Élevée sur le bord de l’eau, là où le Saint-Laurent devient une mer immense, Sylvie Drapeau a grandi avec ses frères et soeurs, ses parents aux façon de faire un peu plus « à l’ancienne ». Dans une magnifique et terrible pièce présentée au Théâtre du Nouveau Monde (TNM), l’actrice et auteure raconte sa vie, tout simplement.
Tout simplement? Il n’y a rien de simple dans la vie de la famille Drapeau. La vie est dure sur la Côte-Nord; plus que dure, en fait, elle est cruelle. Ce n’est pas pour rien que l’auteure a tiré quatre romans de sa propre vie: Le Fleuve, Le Ciel, L’Enfer et La Terre. Chaque livre, transposé ici sur scène, lève le voile sur un pan majeur de l’existence familiale, avec ses hauts, mais aussi – et surtout – avec ses bas.
C’est en effet à une saga théâtrale que l’on nous convie, ici, sous supervision de la metteure en scène Angela Konrad, dont la réputation n’est plus à faire. Sur scène, justement, beaucoup de grands espaces, symboliques de cette vie loin de la grande ville, tout près des vagues.

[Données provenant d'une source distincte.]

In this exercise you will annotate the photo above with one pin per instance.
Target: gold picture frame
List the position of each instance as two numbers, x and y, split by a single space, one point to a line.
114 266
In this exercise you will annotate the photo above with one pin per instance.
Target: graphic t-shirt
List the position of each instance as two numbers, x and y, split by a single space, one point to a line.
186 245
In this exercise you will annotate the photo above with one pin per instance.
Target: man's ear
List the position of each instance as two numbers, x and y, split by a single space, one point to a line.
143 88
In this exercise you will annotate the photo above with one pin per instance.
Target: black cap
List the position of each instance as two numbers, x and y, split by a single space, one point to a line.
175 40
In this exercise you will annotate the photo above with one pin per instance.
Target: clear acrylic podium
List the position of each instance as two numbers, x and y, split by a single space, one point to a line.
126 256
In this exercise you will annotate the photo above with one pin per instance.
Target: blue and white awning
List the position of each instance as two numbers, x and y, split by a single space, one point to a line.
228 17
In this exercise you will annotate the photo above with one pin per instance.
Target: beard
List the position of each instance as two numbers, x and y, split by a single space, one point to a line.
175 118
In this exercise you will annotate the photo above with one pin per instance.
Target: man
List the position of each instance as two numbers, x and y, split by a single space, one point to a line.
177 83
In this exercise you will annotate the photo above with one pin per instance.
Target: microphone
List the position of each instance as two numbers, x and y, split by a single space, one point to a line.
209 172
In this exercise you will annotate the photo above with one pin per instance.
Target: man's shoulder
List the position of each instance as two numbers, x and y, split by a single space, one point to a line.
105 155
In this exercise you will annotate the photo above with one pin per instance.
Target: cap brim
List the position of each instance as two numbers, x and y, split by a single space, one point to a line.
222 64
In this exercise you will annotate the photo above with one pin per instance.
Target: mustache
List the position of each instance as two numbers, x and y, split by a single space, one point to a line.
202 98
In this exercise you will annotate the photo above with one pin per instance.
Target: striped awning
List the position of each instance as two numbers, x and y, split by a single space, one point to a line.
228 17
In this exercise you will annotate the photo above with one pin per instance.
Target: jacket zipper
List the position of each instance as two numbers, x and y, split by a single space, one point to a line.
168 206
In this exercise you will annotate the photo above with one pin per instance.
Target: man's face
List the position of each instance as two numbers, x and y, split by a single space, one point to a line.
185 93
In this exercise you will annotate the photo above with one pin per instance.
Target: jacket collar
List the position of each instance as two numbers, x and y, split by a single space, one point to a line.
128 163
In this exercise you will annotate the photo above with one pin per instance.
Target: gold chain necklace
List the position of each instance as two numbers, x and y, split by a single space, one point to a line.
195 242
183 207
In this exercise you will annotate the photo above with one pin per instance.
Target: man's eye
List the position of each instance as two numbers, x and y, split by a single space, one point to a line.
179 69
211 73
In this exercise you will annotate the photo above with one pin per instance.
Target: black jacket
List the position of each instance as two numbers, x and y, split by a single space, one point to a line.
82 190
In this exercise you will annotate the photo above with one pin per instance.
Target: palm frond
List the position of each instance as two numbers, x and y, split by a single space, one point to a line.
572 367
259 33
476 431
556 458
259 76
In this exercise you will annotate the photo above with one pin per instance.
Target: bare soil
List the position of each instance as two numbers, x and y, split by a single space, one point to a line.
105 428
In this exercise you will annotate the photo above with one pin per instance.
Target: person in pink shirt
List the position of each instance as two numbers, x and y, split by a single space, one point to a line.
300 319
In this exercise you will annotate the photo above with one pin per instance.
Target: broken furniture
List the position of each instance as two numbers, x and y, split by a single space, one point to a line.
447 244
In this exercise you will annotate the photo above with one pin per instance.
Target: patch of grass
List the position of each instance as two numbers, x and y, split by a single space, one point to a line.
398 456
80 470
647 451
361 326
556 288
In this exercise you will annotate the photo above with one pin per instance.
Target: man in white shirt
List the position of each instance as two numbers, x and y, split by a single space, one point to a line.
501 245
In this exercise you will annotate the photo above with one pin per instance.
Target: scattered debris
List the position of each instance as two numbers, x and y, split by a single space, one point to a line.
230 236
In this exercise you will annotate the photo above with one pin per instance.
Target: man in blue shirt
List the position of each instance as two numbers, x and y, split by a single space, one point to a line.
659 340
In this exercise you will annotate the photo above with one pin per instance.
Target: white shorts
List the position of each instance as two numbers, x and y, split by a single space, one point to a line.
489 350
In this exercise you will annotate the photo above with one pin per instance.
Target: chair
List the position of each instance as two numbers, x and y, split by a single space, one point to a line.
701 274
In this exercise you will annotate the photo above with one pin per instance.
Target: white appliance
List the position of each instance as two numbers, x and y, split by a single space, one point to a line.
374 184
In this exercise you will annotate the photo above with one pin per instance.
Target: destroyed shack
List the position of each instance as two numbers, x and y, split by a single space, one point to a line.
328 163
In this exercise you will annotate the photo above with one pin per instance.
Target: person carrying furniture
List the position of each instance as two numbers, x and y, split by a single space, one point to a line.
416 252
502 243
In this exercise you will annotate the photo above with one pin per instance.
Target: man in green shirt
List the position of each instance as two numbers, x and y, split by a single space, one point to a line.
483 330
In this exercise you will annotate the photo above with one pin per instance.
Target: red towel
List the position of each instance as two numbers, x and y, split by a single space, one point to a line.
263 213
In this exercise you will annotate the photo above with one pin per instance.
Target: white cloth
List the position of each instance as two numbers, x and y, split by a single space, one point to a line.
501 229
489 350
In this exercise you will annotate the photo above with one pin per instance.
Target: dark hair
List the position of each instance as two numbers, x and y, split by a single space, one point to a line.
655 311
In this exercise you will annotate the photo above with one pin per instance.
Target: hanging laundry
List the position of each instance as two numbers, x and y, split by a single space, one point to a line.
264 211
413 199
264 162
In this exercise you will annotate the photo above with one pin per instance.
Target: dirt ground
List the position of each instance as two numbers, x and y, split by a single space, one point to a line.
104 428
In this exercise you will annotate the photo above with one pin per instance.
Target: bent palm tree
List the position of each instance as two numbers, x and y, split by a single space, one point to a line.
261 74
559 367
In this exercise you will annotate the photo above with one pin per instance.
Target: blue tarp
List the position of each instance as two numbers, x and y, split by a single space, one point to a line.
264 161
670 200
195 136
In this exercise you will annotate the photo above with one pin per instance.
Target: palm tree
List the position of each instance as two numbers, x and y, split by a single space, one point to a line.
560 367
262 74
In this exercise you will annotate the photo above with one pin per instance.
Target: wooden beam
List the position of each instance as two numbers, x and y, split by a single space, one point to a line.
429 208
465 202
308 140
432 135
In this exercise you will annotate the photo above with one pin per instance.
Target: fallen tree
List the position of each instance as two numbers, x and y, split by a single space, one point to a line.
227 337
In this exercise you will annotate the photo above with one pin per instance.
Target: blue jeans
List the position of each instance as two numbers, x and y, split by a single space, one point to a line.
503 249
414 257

Symboliques, également, de la disparition des trop nombreux membres de la famille à avoir succombé aux mauvais coups du sort, à la maladie, à la vie elle-même.
Sous la forme de longs monologues, chacun se déroulant à une époque spécifique de la vie de Mme Drapeau et étant interprétés par une actrice de plus en plus âgée, à mesure que le personnage principal gagne en années et en maturité, ou plutôt en expérience de vie, les quatre sections de la pièce, que l’on pourrait certainement présenter comme autant d’actes, viennent tour à tour faire sourire, toucher, puis émouvoir. Il y a quelque chose dans la franchise du texte, dans le côté à la fois terre à terre et sophistiqué des répliques, qui vient donner un côté bien réel à la chose. À un point tel, en fait, que l’on se prend à avoir les larmes aux yeux lorsqu’il est question de la mère du personnage principal qui est emportée par le cancer, alors que l’actrice, à ce moment interprétée par une jeune femme probablement dans la mi-vingtaine, évoque ce besoin paradoxal de se distancer de ses parents et de s’en rapprocher au même moment.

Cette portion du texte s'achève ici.